1/36 A thread on Alana Newhouse's Tablet essay. I'm sorry to criticize an essay framed around a writer's ill child.
But my dream for the 2020s is to read big, serious essays whose premises aren't "everything is broken," & that don't say "how to fix
2/36 The writer rightly laments the "flattening" of thought to appeal to algorithms.
But the essay itself commits that sin.
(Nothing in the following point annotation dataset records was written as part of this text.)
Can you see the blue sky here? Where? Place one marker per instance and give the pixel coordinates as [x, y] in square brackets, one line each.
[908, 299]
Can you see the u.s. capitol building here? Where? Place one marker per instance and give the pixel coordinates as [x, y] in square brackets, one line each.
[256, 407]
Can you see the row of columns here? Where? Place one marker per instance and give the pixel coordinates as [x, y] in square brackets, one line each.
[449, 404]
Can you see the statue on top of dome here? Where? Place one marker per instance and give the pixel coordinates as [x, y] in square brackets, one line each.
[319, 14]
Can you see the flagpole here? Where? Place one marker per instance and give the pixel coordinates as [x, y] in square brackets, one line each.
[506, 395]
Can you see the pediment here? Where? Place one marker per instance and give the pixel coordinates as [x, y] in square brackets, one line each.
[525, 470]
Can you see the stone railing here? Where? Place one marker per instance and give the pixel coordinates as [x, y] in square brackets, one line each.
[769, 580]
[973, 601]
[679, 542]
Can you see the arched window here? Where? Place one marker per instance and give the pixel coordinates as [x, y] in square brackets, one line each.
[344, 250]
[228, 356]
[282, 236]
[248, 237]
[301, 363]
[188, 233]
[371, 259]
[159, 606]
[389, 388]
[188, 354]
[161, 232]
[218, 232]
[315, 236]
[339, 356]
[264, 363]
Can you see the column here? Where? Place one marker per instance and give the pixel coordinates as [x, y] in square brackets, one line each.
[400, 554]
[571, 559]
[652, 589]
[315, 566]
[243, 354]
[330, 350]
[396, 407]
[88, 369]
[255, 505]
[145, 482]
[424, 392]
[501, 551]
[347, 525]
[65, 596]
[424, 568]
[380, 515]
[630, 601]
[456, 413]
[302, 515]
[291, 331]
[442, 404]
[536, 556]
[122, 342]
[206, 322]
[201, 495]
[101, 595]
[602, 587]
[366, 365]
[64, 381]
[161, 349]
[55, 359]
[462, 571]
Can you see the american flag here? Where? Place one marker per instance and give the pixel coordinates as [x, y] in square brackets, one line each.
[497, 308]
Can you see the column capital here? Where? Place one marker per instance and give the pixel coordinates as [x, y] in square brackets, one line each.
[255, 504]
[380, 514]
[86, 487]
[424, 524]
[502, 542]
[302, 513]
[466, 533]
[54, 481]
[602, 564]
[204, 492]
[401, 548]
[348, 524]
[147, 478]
We can't observe *something*--problems in medicine--without expanding it to *everything*; & we can't observe *anything* without saying we can "fix it."
3/36 Two weeks ago, I saw a magazine at a cash register: THIS CHANGES EVERYTHING, its cover said, quoting Naomi Klein.
I looked inside.
The cover was an ad, and the "thing" that changed everything turned out to be a Dolce & Gabbana-branded Smeg toaster.
4/36: Obviously, we--businesspeople, writers, editors, academics--feel we can't claims unless it's about "everything"--to be big enough, bold enough, attention-grabbing enough.
This is a really bad problem, though, not just the minor price of admission to public life.
5/36: Trump talked up this philosophy--hyperbole. "The key to the way I promote is bravado," he said in the '80s. "I play to fantasies"--even dark fantasies. "A little hyperbole never hurts."
I say "philosophy, not "tactic," b/c if we use it enough, it becomes a mindset.